What tricks do you have for getting more comfortable in front of a camera?

  • Invite a co-worker or somebody to sit in front of you, your computer is up and they are there and you are literally talking to them that is a great way of making it feel like a one-on-one conversation without actually having a physical person there that you can actually talk to.
  • Write down a list of 20 questions that a person could possibly ask. It’s very difficult to come up with 20 questions that somebody could potentially ask you, but the trick is once you come up with them then you think through your answers maybe you write down your answers to sort of reinforce it, maybe you practice with those answers, you find stories that relate to those answers you get prepared for it.
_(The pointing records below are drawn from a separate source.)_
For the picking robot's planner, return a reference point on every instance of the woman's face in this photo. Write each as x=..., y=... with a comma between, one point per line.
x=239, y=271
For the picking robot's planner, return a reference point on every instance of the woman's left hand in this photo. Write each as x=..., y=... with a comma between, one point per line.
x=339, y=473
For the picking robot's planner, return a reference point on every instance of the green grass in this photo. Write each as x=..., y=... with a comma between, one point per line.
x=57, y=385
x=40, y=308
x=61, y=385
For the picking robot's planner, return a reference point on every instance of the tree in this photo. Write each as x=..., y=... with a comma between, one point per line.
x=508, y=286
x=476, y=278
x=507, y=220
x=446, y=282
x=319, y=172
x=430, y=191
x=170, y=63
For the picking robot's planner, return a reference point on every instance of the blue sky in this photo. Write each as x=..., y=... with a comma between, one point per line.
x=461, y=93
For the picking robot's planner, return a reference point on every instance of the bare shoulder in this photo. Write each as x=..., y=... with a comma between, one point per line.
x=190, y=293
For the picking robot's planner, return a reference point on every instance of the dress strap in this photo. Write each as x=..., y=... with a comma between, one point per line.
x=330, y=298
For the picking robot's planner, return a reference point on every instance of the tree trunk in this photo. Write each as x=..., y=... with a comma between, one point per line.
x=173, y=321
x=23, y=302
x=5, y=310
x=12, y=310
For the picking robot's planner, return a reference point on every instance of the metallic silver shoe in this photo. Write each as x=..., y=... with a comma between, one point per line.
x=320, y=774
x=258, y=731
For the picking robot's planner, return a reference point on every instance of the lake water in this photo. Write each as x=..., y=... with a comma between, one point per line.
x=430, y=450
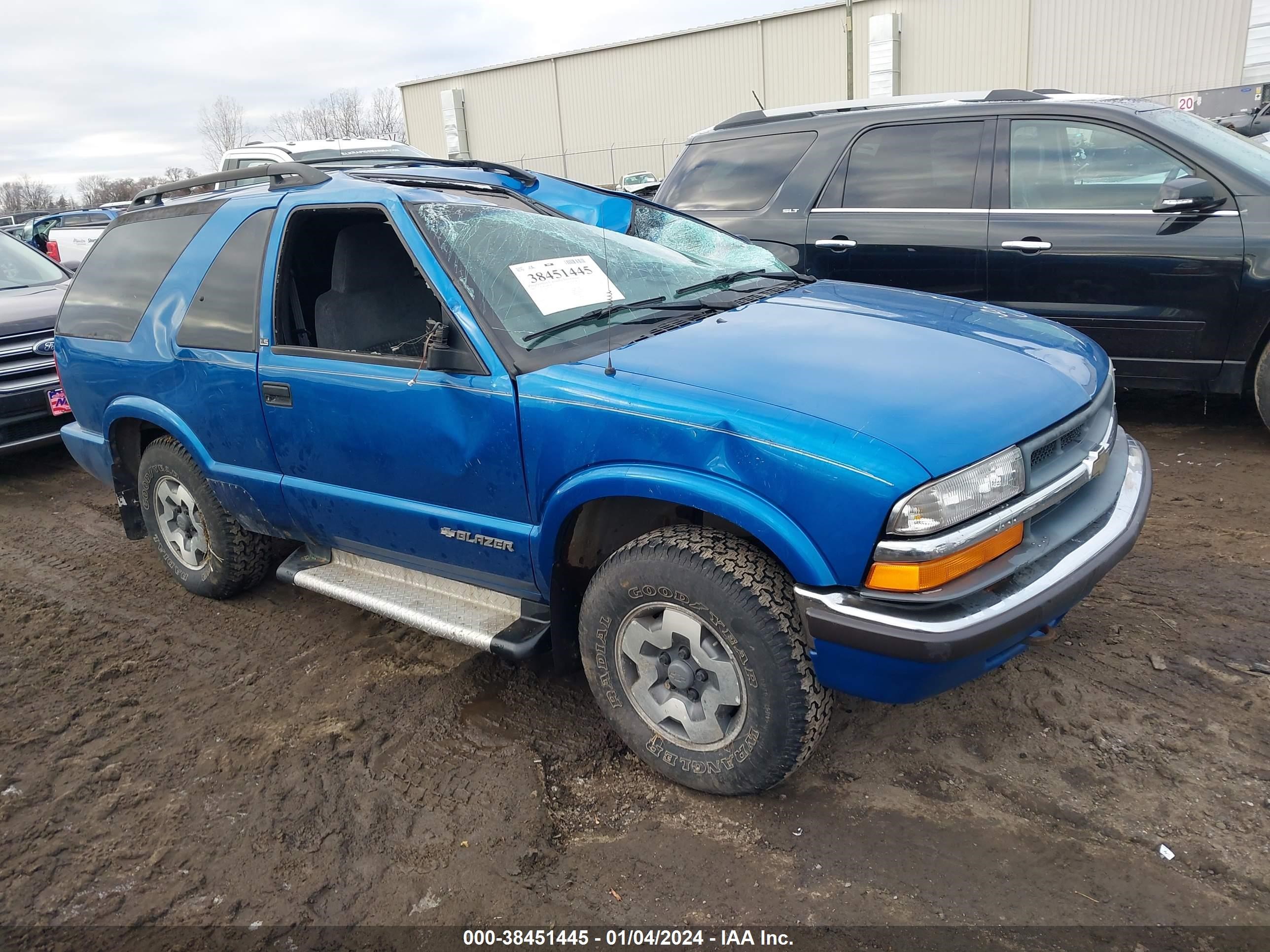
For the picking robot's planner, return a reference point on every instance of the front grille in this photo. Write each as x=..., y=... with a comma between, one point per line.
x=1048, y=451
x=1072, y=436
x=1053, y=452
x=22, y=369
  • Just slow down a little bit, start to control the pace for something that gives you the time and the space to think in your answers. So, you don’t have to feel the pressure and talk faster and faster like if you’re conscious about it if you think that you’re speaking normal you’re probably speaking too fast.
  • Now if you are stressed a here’s a fun fact from my yoga instructor breathe through your nose breathe through your nose. It’s simple and it’s effective it actually triggers a parasympathetic system which is a relaxing and put your body into like sort of this more the recovery state instead of the through the mouth.